О. Владислав: Одно замечание. Если только его присутствие в церкви, только кажущееся ему, может быть его близким… Потому что на деле он вряд ли по нравственным подходам…, и по пониманию того, что оказывается по существу жизнь, связанная со Христом, встречается с полным непониманием. Хотя, как кажется, этот человек может не причащаться и все, что угодно. Еще одно замечание по поводу слова «канон», которое, кажется давно определено. Но у него определенные границы. Эти границы совершенны к сожалению, может быть.
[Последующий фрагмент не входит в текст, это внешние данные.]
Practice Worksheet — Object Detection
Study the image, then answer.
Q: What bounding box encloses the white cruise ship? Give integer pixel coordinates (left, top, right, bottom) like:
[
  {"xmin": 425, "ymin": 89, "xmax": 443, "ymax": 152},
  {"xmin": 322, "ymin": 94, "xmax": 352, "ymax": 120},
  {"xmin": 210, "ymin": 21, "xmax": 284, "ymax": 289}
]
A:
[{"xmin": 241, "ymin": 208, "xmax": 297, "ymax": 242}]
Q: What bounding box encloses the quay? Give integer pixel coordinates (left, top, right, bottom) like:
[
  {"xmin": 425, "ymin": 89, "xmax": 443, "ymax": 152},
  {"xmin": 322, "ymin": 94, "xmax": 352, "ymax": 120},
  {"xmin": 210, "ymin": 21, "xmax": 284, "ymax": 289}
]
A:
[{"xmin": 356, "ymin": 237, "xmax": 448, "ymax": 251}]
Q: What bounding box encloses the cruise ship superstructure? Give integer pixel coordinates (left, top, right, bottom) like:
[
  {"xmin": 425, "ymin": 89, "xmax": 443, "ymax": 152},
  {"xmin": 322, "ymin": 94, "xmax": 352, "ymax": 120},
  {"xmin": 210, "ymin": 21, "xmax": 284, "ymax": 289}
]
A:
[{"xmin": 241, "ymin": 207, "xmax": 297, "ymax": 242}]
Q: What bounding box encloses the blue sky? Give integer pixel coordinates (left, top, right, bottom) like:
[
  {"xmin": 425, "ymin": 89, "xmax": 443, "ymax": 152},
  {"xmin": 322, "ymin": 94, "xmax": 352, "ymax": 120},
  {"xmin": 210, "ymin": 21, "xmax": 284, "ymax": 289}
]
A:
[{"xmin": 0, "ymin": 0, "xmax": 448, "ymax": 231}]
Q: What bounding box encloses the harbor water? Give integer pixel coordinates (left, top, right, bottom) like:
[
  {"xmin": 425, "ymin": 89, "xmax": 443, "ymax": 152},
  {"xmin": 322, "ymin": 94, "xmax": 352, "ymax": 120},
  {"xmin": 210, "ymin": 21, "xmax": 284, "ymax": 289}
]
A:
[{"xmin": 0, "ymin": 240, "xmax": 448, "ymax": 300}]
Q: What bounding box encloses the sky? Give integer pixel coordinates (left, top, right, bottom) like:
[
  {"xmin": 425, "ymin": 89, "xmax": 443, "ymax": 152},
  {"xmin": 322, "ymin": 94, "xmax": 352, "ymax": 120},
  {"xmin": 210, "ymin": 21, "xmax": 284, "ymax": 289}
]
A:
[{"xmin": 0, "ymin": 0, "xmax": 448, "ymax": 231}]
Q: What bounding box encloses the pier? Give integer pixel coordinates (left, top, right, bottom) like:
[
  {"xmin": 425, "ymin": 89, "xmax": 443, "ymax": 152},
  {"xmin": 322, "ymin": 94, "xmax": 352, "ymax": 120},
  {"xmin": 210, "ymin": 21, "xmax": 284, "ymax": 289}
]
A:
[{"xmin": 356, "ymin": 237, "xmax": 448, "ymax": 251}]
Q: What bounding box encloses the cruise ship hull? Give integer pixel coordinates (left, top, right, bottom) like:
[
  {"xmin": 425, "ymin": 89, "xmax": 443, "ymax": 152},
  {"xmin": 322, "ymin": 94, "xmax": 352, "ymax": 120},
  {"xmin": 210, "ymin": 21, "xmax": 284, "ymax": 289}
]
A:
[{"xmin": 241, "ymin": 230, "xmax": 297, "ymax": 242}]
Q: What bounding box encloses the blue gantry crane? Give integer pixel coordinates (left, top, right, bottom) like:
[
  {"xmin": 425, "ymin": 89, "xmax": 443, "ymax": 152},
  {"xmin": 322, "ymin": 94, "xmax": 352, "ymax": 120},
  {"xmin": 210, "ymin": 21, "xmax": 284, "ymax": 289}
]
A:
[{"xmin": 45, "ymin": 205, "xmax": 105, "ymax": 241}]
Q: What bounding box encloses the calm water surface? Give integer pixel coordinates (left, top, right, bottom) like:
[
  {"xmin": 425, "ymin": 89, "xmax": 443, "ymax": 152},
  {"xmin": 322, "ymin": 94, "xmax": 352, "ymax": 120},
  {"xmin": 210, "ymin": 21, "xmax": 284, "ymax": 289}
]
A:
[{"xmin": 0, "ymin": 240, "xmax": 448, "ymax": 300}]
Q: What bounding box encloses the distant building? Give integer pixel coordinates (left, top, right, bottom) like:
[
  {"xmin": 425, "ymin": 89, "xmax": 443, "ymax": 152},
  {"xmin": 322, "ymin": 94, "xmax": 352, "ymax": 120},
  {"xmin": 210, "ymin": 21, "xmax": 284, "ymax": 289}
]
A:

Но, с другой стороны, они не переходят за пределы собственной церковной действительности. Да и тут каноны, если говорим о… свидетельством едва ли оказываются в реальности безупречными. Я, когда служил в Тверской области, там был в одном храме, служил даже в одном храме. То, что барочные формы процветают в искусстве с 17 века - это несомненно. Но в том храме был совершенно замечательный образ Михаила Архангела. Это была точная портретная копия государыни императрицы Екатерины. И если бы каноны не допустили такой возможности вообще. Так же, как например, когда церковный хор, все реже и реже правда, поет «Великое покаяние в мире», это скорее способно дезориентировать, чем ориентировать, потому что распев этот вызывает не ощущение смирения, а, наоборот, самоуверенности и прочее. Так что, относительной строгости канонов, к сожалению, нет. Скорее говорить надо не о канонах, а о возможностях нравственных подходов, которые, конечно, не могут иметь одинаковые для всех объективный характер, но, все-таки здесь можно о чем-то говорить. Здесь может быть предмет…
- Мне хотелось бы спросить: вы считаете, если художника упрекают, предположим в газете «Радонеж» или «Православная Москва» в том, что он изобразил Серафима Саровского не так, как это принято делать. У нас не привыкли видеть, как привыкли видеть православные люди, этот упрек беспочвенен.
О. Владислав: … Реальности. Если нет только очевидного издевательства, то, к сожалению, вполне реалистическое письмо, оно уместно. И что толку показывать, скажем, икону преподобного Серафима, лучшую, на мой взгляд, икону, сделанную … , если они просто не понимают, не живут так. Писать иконы можно только живя соответственно.
- А если это не икона?
О. Владислав: Критерии не найти. Абсолютные, точные, объективные, раз и на всегда и для всех - не найти. Понятно.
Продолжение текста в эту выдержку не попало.